For p-orbitals $i$ and $j$ which are orthogonal to each other (i.e. different colour in your diagram), the off-diagonal matrix elements are simply zero:
$$\langle i | H | j \rangle = 0$$
If we ignore the overlap matrix,* the eigenvalue equation to solve therefore has the form:
$$\mathbf{Hc} = E\mathbf{c},$$
or in explicit form, using the fact that the matrix elements of $\mathbf{H}$ are $\mathbf{H}_{ij} = \langle i | H | j \rangle$,
$$\begin{pmatrix}
\alpha & \beta & 0 & 0 \\
\beta & \alpha & 0 & 0 \\
0 & 0 & \alpha & \beta \\
0 & 0 & \beta & \alpha
\end{pmatrix}
\begin{pmatrix}
c_1 \\ c_2 \\ c_3 \\ c_4
\end{pmatrix}
=
E
\begin{pmatrix}
c_1 \\ c_2 \\ c_3 \\ c_4
\end{pmatrix}$$
This matrix has block-diagonal form, so solving for the eigenvalues of the entire matrix simply reduces to solving for the eigenvalues of each individual $2\times 2$ block (lots of discussion can be found on Google).

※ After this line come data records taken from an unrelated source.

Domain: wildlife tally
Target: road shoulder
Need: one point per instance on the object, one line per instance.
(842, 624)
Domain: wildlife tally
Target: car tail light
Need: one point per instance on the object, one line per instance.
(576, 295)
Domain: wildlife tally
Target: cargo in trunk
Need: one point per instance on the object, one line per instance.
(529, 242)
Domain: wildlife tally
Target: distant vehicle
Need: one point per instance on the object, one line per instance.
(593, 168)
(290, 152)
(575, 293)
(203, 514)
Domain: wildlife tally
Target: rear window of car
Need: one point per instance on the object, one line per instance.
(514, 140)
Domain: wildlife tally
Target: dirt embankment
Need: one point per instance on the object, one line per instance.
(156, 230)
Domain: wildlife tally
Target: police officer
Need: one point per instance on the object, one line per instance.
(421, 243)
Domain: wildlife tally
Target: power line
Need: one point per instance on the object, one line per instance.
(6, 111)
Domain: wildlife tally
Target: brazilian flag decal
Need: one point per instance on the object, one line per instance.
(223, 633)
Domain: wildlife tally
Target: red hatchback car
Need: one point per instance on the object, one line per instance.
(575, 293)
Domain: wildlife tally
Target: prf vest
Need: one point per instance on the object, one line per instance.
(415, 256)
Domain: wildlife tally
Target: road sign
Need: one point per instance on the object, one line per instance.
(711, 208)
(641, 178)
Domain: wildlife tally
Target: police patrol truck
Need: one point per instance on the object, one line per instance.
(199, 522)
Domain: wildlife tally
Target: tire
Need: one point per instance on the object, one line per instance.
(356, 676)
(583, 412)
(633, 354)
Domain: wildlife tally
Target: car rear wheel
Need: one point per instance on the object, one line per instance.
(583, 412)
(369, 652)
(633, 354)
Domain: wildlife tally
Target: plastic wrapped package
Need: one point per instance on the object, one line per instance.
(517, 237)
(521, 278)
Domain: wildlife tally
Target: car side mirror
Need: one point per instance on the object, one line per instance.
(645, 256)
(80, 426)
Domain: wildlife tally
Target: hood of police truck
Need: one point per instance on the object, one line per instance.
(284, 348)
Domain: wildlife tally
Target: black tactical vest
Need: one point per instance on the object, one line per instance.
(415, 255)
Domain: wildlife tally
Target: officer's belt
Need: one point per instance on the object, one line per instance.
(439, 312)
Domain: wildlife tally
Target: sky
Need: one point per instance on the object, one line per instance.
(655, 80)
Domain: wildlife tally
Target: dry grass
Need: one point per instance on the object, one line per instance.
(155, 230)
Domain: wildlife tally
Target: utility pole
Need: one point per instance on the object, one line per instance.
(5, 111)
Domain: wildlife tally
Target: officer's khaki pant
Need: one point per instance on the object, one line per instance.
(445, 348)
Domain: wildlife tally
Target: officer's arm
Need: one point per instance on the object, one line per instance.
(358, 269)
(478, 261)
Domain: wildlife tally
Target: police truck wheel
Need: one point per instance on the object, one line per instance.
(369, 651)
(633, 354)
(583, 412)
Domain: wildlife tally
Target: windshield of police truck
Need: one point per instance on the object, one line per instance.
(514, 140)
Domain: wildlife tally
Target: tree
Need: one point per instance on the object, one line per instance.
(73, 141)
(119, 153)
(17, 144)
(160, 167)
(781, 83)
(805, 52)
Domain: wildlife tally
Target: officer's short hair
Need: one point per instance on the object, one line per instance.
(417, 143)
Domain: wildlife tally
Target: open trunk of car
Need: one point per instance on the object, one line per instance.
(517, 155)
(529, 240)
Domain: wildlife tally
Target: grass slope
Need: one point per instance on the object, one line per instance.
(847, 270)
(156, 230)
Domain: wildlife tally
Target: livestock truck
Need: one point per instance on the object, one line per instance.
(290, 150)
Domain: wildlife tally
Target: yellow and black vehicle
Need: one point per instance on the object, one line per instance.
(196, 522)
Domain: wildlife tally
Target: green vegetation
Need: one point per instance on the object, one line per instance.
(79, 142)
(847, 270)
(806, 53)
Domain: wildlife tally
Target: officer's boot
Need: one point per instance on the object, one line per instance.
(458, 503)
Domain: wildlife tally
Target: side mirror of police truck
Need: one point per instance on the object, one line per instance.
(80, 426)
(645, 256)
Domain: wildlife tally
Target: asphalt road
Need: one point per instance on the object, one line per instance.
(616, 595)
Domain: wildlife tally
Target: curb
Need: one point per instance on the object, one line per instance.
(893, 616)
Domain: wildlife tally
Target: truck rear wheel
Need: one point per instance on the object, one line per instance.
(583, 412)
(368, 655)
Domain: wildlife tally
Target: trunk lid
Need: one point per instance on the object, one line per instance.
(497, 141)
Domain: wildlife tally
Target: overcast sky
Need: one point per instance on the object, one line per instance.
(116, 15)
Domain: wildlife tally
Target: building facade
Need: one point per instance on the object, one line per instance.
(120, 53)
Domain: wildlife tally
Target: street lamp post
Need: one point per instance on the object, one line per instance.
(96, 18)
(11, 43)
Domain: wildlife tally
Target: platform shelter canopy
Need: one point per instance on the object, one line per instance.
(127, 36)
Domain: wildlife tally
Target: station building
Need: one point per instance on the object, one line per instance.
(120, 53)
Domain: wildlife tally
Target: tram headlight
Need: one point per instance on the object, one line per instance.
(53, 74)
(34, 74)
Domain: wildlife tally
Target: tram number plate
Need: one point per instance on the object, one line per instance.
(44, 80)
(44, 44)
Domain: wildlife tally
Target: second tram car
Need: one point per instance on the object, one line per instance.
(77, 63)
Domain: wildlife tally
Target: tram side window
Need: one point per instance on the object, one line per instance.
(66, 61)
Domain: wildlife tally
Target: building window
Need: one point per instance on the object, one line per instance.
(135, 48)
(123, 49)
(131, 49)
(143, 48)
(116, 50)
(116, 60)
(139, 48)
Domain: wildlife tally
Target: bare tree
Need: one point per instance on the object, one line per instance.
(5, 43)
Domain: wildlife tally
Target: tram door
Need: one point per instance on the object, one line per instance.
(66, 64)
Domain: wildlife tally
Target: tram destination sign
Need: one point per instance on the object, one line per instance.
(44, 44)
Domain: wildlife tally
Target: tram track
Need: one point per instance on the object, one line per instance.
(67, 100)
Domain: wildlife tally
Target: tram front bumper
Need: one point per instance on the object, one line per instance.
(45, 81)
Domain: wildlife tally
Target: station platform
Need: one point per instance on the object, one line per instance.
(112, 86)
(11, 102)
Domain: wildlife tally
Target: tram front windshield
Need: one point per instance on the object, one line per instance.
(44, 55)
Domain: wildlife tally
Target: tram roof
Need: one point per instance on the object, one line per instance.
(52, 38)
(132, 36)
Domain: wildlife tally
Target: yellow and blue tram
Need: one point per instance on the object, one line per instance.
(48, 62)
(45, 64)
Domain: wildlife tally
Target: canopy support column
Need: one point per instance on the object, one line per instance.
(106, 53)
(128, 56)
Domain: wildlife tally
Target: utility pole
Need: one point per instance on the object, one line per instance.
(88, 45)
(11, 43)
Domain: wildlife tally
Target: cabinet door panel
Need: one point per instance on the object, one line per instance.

For a physical interpretation, this means that both π systems have no interaction with each other, so you can indeed solve them individually.
Each block gives rise to one MO with energy $\alpha + \beta$ ("bonding") and one with energy $\alpha - \beta$ ("antibonding"), so all in all you will have two degenerate MOs with energy $\alpha + \beta$ and two degenerate MOs with energy $\alpha - \beta$.
* If you don't ignore the overlap matrix $\mathbf{S}$, whose matrix elements are defined by $\mathbf{S}_{ij} = \langle i | j \rangle$, this becomes a "generalised eigenvalue equation"
$$\mathbf{Hc} = E\mathbf{Sc}$$
However, because the overlap matrix also has the same block-diagonal form, ignoring the overlap matrix doesn't change the fact that the problem is separable into two $2\times 2$ blocks. It merely changes the exact eigenvalues and eigenstates by a small amount.